Lanl Scientist

Enzyme Captures Carbon 

 

Thermostabilized enzyme created for biofuels production

Zoë Fisher of Bioenergy and Environmental Science (B-8) and collaborators from the University of Florida have created an enzyme that has the ability to capture carbon with much greater efficiency. The paper, which describes thermally stabilized human carbonic anhydrase II (HCA II), was published in the journal Protein Engineering: Design and Selection and featured on the cover.
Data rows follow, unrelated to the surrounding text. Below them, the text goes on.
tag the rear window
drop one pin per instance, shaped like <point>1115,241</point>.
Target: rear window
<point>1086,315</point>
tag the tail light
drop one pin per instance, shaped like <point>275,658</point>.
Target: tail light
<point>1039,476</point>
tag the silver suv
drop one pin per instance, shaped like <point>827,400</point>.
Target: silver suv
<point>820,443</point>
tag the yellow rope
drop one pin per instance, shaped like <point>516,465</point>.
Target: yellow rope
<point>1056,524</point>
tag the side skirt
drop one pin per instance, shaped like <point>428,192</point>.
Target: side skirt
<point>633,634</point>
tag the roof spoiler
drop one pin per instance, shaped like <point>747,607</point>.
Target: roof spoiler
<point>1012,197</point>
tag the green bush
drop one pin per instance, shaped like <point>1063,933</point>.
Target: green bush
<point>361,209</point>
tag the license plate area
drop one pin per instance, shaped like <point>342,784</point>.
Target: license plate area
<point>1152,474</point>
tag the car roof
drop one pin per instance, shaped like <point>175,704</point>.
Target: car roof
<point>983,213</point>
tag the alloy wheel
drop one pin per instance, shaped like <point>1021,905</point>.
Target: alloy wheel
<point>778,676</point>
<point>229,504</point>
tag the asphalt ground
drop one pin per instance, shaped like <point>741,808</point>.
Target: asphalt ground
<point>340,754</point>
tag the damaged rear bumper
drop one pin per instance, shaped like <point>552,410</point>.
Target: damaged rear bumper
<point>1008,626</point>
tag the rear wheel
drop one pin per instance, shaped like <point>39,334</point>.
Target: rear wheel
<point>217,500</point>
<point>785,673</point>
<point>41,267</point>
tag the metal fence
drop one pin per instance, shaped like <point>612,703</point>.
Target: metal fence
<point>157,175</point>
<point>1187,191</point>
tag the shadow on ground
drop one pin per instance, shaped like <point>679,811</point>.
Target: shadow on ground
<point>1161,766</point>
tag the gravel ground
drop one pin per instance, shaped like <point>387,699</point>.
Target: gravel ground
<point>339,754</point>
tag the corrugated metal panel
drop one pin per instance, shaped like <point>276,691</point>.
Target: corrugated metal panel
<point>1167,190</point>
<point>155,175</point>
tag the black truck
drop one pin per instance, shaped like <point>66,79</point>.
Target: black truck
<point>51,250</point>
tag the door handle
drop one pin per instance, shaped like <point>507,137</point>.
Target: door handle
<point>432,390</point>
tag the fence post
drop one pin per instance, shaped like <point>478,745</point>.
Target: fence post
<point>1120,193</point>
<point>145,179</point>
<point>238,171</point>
Carbonic anhydrases (CAs) are ubiquitous enzymes that regulate the interconversion of carbon dioxide (CO2) and bicarbonate. Within the human body, carbonic anhydrases control the acid-base balance in the blood and enable transport of CO2 out of tissue. HCA II is one of the fastest enzymes ever studied. These enzymes might serve as biocatalysts for carbon sequestration and biofuel production if they could function under harsh industrial conditions. Therefore, the researchers developed HCA II variants with enhanced thermostability while retaining high solubility and catalytic activity.

lanl zoe fisher

Zoë Fisher

Dr. Fisher's research interests are varied and range from algae-derived biofuels to structural enzymology of carbonic anhydrase. She takes a multi-disciplinary approach to the study of complicated enzyme mechanisms, combining NMR spectroscopy with X-ray and neutron diffraction to understand the role of specific active site amino acids. Dr. Fisher has published 40 papers in the fields of biochemistry, structural biology, X-ray and neutron crystallography, mass spectrometry, enzyme kinetics, and molecular biology.